Ont été également utilisés les comptes de la recette générale de Bourgogne pour la période s’étendant du XIVème au XVIème siècle et de la recette particulière du bailliage de Dijon pour la première moitié du XIVème siècle. C’est dans les livres des arrêts de comptes ou règlements des comptables qui précèdent la grande série des comptes des receveurs généraux et dans certains comptes de châtellenies ou autres pièces comptables que l’auteur a effectué ses recherches.

 

"La Chancellerie près  le Parlement de Bourgogne de 1476 à 1790"

Par André BOUREE, imprimé à Dijon chez Alfred BELLAIS, libraire, 1927.

  Après la mort du Duc de Bourgogne Charles Le Téméraire, les États de la Province jurèrent devoir et obéissance  au Roi Louis XI. En même temps, ils lui présentèrent plusieurs requête au sujet du gouvernement de la Bourgogne.

Tenant compte des désirs exprimés par les États, le roi réglementa par une ordonnance donnée à Arras en mars 1476, la police intérieure du pays de Bourgogne et l’administration de la justice.
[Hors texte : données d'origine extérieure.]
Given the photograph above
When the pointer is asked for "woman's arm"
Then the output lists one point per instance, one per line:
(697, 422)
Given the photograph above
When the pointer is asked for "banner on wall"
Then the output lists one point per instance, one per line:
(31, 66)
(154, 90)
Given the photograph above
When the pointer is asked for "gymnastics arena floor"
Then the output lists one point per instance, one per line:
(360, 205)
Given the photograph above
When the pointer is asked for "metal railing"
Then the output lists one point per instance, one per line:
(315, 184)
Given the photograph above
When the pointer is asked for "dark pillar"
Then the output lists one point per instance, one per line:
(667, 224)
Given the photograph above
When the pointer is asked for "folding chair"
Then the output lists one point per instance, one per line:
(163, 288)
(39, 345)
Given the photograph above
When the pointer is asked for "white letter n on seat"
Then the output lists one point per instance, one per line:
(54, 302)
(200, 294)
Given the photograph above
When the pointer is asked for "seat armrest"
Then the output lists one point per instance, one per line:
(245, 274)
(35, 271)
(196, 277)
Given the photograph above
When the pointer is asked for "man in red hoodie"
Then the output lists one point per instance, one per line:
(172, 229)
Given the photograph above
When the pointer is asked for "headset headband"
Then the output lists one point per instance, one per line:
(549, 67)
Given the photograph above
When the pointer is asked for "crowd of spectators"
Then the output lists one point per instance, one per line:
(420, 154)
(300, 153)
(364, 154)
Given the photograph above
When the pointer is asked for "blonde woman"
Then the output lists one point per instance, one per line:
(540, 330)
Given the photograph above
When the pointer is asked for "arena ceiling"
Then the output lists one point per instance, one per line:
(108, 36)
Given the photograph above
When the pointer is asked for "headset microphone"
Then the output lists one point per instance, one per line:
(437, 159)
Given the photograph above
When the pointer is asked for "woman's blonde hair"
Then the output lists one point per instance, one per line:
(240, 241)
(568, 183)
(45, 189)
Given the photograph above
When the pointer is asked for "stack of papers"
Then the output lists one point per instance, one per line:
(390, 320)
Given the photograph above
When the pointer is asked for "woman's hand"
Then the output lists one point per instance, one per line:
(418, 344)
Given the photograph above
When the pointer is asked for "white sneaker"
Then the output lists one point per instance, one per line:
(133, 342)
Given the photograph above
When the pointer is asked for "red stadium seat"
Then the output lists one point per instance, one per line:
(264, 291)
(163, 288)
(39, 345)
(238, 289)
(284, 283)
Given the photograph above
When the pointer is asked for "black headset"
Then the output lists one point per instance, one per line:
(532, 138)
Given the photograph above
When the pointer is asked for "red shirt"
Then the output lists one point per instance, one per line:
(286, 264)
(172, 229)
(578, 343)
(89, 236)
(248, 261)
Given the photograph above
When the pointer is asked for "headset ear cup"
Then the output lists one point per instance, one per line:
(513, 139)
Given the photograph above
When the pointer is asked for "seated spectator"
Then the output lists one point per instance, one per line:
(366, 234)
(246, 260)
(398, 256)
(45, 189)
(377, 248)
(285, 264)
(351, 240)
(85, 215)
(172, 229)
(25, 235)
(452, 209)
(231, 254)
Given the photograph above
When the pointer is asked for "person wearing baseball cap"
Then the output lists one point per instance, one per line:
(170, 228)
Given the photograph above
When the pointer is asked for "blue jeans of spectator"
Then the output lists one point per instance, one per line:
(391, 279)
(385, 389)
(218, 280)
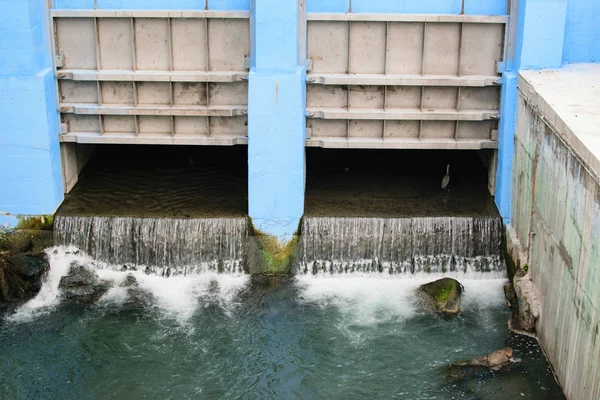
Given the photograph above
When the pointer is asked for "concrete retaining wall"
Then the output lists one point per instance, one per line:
(556, 217)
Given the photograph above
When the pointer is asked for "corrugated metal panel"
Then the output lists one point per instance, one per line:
(404, 81)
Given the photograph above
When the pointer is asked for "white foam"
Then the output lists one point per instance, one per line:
(366, 299)
(49, 296)
(176, 297)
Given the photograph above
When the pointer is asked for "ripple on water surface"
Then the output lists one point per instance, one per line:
(227, 336)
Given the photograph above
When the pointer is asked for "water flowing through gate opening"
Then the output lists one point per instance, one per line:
(469, 247)
(163, 246)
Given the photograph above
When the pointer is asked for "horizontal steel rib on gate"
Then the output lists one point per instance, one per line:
(166, 110)
(401, 143)
(381, 17)
(411, 115)
(151, 138)
(148, 14)
(150, 76)
(403, 80)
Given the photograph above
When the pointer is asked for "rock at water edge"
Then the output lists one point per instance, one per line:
(82, 284)
(444, 295)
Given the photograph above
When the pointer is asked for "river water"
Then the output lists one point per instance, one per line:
(210, 335)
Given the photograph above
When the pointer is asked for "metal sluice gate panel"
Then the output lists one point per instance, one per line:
(404, 81)
(152, 77)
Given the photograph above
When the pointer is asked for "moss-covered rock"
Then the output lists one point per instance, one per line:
(22, 262)
(443, 295)
(82, 284)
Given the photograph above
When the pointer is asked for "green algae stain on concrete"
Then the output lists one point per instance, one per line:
(42, 222)
(268, 256)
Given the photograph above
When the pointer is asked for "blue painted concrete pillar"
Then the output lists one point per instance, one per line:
(538, 44)
(30, 172)
(277, 117)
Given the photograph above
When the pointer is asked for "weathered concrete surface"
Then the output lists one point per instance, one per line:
(556, 216)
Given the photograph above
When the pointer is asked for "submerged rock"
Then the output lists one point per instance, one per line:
(136, 296)
(493, 362)
(21, 275)
(82, 284)
(443, 294)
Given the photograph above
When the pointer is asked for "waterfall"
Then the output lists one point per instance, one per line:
(165, 246)
(459, 245)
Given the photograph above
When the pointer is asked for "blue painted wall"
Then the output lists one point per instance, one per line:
(30, 171)
(276, 120)
(582, 32)
(539, 44)
(487, 7)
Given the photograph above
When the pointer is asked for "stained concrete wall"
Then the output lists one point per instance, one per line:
(556, 218)
(30, 173)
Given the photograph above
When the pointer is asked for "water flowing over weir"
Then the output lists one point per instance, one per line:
(169, 246)
(401, 245)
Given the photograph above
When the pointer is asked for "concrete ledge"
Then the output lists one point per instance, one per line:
(400, 143)
(479, 19)
(569, 102)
Par cette ordonnance, il  créa le Parlement de Bourgogne et la Chancellerie près le Parlement de Bourgogne. Il décida qu’il y aurait une chancellerie auprès des parlements du duché et comté de Bourgogne pour expédier toutes les lettres qui devaient être scellées du sceau royal en cire jaune.

Par lettres patentes, données à Ablon-sur-Seine en mars 1477, Louis XI accorda le droit à la Chancellerie d’expédier et sceller toutes lettres en cire jaune et verte comme à la Chancellerie de Paris.

Ce privilège ne subsista pas longtemps. Peu après son avènement au trône, par lettres patentes de novembre 1483 à Blois, Charles VIII ratifia l’ordonnance de son prédécesseur concernant la création d’un parlement pouvant expédier toutes les lettres en cire jaune mais ne confirma pas les lettres patentes donnant à la Chancellerie de Bourgogne les mêmes droits qu’à la Chancellerie de Paris.